Howell, meanwhile, was still enduring four hours of dialysis three days a week – and they both felt a growing sense of urgency.
THE MORNING of the surgeries – Feb. 2 – Kevin and Lindsay prayed together with Kevin’s wife, Aleta, his pastor Dr. Dumas Harshaw, Ralph, the surgeon and the nurse.
Lindsay’s surgery lasted 5-1/2 hours. Kevin’s seemed to take longer than expected, and Lindsay began to worry.
“There was a very real possibility he would die on the table,” she said.
“The power of prayer – it’s so true,” said Kevin. “I look at life differently now. And none of us know how long we have left to live.
“What the Good Lord taught me: You don’t ever know who is going to be the person that saves your life. And here this person is right outside of my office…. You don’t ever know.”
In addition to spiritual moments, there were humorous ones.
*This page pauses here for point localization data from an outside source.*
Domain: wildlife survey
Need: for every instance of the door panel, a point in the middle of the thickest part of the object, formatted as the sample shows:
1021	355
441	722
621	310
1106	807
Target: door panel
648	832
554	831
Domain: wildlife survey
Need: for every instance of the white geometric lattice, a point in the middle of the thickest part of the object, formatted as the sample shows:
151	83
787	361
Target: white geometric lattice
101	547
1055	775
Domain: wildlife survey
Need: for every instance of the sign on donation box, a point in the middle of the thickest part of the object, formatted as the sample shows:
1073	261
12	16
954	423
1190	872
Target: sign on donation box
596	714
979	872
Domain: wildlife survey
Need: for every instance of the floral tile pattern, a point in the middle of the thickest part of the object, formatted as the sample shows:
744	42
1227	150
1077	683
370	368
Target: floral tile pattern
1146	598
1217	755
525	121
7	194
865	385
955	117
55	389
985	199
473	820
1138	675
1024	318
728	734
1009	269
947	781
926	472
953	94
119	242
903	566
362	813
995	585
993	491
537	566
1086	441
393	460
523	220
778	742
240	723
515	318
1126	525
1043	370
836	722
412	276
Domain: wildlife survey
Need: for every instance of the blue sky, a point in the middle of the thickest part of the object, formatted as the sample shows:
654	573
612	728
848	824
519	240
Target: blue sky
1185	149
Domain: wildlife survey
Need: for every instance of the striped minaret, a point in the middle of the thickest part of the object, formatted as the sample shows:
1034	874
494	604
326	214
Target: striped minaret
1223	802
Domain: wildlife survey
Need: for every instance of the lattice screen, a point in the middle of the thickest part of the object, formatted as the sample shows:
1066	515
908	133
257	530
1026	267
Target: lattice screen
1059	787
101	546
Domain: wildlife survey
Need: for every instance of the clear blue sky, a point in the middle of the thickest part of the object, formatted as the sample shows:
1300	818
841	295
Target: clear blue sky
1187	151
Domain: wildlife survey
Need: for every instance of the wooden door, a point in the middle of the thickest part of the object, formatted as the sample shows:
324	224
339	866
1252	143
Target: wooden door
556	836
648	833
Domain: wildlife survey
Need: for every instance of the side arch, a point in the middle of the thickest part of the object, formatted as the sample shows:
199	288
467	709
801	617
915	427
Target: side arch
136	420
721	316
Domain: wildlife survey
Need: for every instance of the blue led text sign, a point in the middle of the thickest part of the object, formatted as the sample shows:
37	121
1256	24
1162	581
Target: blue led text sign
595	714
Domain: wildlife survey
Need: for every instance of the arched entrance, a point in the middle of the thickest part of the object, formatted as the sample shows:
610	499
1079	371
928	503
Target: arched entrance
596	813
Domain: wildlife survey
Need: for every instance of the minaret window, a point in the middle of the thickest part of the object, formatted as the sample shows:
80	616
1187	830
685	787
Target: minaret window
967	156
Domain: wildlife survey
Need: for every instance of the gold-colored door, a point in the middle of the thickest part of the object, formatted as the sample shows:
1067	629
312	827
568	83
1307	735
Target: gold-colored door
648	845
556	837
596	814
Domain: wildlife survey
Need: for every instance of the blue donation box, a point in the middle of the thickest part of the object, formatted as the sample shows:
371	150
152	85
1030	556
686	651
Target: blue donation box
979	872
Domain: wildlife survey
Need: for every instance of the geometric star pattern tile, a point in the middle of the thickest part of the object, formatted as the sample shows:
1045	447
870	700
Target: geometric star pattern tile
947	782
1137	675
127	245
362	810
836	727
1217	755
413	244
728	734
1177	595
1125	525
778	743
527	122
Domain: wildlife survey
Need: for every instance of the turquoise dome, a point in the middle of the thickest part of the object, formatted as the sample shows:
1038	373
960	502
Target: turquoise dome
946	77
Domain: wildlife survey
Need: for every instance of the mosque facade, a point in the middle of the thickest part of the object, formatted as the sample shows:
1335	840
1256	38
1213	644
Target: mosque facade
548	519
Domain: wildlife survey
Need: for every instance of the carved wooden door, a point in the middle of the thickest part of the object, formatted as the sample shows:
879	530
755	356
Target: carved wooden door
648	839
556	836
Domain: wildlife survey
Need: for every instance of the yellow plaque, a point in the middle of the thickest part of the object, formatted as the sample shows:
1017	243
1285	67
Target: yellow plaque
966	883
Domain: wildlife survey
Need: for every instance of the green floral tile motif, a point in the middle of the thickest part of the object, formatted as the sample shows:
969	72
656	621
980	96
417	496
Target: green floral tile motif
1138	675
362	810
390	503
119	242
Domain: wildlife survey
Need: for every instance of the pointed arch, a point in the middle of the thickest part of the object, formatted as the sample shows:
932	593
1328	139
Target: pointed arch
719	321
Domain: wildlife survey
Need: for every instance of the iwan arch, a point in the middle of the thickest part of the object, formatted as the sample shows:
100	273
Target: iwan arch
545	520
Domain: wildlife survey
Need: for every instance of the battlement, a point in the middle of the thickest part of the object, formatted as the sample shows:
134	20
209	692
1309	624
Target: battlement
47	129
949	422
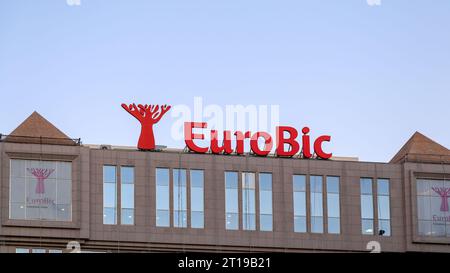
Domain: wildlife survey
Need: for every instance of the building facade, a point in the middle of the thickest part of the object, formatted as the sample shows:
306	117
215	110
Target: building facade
118	199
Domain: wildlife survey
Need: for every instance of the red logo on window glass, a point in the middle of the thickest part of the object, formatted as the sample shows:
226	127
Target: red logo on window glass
444	193
147	115
41	175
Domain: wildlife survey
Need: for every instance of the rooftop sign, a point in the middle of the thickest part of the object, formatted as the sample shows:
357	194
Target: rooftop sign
286	140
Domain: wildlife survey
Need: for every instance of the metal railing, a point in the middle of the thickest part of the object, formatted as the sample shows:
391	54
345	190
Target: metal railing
40	140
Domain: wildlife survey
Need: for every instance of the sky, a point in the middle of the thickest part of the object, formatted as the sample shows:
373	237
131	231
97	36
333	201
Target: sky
368	75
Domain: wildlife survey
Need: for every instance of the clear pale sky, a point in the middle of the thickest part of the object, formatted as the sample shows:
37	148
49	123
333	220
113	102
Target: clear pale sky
370	76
Leading up to the surgery, “He would come in in the morning and say, ‘Are you taking care of my kidney?’” Lindsay said.
“After the surgery, he would come into work and I’d say, ‘Are you taking care of my kidney?’”
Recchie – a native of Ohio – also asks Howell occasionally whether he’s started rooting for the Ohio State Buckeyes yet. (That hasn’t happened.)
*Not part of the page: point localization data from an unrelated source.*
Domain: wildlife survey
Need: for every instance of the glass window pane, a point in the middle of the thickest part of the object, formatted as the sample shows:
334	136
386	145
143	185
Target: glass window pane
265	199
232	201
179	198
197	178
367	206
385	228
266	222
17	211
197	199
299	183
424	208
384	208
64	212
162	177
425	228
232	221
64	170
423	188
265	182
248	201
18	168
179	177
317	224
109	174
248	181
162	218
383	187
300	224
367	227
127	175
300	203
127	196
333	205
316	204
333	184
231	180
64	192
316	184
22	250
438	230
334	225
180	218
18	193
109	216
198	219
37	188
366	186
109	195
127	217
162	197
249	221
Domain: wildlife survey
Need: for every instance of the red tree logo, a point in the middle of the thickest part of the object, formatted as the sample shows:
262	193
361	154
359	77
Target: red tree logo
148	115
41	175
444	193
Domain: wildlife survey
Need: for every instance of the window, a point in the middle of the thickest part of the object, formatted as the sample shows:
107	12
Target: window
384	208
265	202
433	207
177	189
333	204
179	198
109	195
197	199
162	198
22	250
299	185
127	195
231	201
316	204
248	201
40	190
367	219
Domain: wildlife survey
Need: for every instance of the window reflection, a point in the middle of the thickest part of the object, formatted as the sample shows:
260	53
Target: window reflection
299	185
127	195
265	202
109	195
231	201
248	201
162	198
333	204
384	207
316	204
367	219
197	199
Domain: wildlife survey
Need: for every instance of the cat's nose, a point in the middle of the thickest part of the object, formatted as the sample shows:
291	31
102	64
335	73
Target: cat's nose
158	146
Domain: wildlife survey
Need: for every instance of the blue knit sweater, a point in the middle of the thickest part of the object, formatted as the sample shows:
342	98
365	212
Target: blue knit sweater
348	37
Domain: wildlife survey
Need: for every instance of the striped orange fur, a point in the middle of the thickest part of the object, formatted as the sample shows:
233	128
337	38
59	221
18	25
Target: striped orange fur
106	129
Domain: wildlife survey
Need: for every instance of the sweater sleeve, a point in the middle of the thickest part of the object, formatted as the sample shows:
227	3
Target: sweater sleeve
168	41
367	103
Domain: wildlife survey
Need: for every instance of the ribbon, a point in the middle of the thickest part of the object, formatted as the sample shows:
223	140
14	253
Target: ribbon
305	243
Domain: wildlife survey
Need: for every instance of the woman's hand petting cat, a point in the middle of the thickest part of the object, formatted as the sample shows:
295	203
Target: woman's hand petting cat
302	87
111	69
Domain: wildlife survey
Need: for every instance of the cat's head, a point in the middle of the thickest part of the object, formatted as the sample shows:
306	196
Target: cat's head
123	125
But well beyond athletic rivalries, both rave about the quality of care they received.
“The doctors and the care we received at UNC Chapel Hill were phenomenal,” said Howell, now the Senior Vice President of External Affairs for the UNC system. “Both of us are living proof of that.”
Howell, NC State’s first black student body president as an undergraduate, was dedicated to his university before his transplant. But that devotion is even deeper now.
“It’s family – everybody here is family. I witnessed that more during my sickness than ever before,” he said. “It’s been remarkable. Some things that happen to you I think are just planted in your heart forever.
“What Lindsay gave me was a gift … a gift I never expected to receive but I’m forever grateful for,” he said. “Because of the gift, I can look forward.”
ON TUESDAY, Lindsay Recchie received the Governor’s Award for Excellence – the highest award a state employee can receive.
“Now this is sacrifice,” declared Gov. Pat McCrory. “She donated a kidney to her fellow employee. Her bravery and selflessness are an inspiration to everyone who works with her.”
Lindsay and Kevin ask others to consider donating organs to people in desperate circumstances.
“We want them to think about it the next time they hear someone needs help,” she said. Physically, she said, “I feel no different.”
Dr. Falk agrees.
“There are just not enough kidneys,” he said. “It’s the best gift you can give, by far and away.”